These days, whether you’re buying or renting a home, you’re probably expecting it to have a garage. The good news is, the odds are in your favor. Over 75% of detached homes have some sort of covered shelter for vehicles.
Though the sizes vary, and the it may or may not be attached to the house, a garage is a staple of the American home. But it wasn’t always. After all, cars have only been a part of every-day life for about 100 years.
So how did we get from garage-less homes to what we have today? Let’s take a look.
The Origin of Modern Garages
When cars first started arriving on the scene in the late 1800s and early 1900s, they were considered a luxury item. They were expensive and limited in capabilities. The country’s road systems were fairly undeveloped too.
Still, for those who could afford a car, they needed a place to keep them. After all, these early cars were far less protected from the elements. Some homeowners started repurposing their carriage houses, if they had one.
Others converted portions of larger carriage houses and barns to spaces that car owners could rent. These were essentially the first parking garages. The problem was, many of these carriage houses still contained live animals.
Also, they weren’t always the most accessible.

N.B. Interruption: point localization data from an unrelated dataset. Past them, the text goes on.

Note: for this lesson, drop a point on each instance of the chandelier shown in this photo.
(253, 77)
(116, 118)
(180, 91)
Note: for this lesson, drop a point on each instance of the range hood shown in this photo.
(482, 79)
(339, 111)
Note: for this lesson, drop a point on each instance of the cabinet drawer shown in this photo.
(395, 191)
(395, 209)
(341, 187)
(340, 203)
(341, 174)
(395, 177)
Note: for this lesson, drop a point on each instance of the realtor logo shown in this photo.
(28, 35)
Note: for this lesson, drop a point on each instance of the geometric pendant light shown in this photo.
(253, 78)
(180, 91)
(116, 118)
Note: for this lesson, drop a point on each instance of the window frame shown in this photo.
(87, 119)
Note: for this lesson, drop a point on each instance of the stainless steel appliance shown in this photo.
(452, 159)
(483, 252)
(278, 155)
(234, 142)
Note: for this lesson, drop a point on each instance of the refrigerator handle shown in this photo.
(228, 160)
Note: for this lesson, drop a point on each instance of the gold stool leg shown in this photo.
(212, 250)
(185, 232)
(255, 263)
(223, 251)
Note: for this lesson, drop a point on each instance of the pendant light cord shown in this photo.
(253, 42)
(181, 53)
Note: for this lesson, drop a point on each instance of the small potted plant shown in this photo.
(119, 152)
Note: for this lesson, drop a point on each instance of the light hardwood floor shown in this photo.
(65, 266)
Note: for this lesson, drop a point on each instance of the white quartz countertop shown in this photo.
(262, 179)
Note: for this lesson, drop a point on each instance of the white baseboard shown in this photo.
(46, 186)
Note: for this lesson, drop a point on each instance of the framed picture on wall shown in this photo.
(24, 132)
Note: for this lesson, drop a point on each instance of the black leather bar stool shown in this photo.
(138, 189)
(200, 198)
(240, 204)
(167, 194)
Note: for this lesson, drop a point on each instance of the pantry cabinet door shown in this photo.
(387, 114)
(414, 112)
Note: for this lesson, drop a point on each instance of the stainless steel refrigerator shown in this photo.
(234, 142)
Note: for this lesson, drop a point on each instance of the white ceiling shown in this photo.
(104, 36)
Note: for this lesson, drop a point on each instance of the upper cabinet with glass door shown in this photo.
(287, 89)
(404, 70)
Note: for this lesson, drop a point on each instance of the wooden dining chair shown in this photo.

And when the Federal Road Act of 1916 and the Federal Highway Act of 1921 hit, carriage houses simply weren’t capable of keeping up with car demand. Motor vehicles were suddenly affordable for the masses, and everyone started buying one. Owners needed their own dedicated space to store their new car.
Thus, the garage was born.
Coined from the French word that means “to store”, garages were free standing shelters used to store cars. Initially, they weren’t much different from barns. They had swinging doors, and they did little to keep things warm.
The swinging doors were prone to breakage due to their size, weight, and constant use. Sliding doors were used by some, but in 1921, the overhead garage door was invented, setting the standard for future garages.
Electric garage door openers started appearing as early as 1926.
By that time, garages had already become an expectation for home buyers. Realtors found that it was one of the first things potential homebuyers asked about.
And the rest, is history. Garage architecture continued to evolve as homebuilders started incorporating them into the initial design of the home. Today, it’s impossible to imagine a world without cars, garages, overhead doors, and garage door springs.
It makes you wonder what things will look like 10 years from now.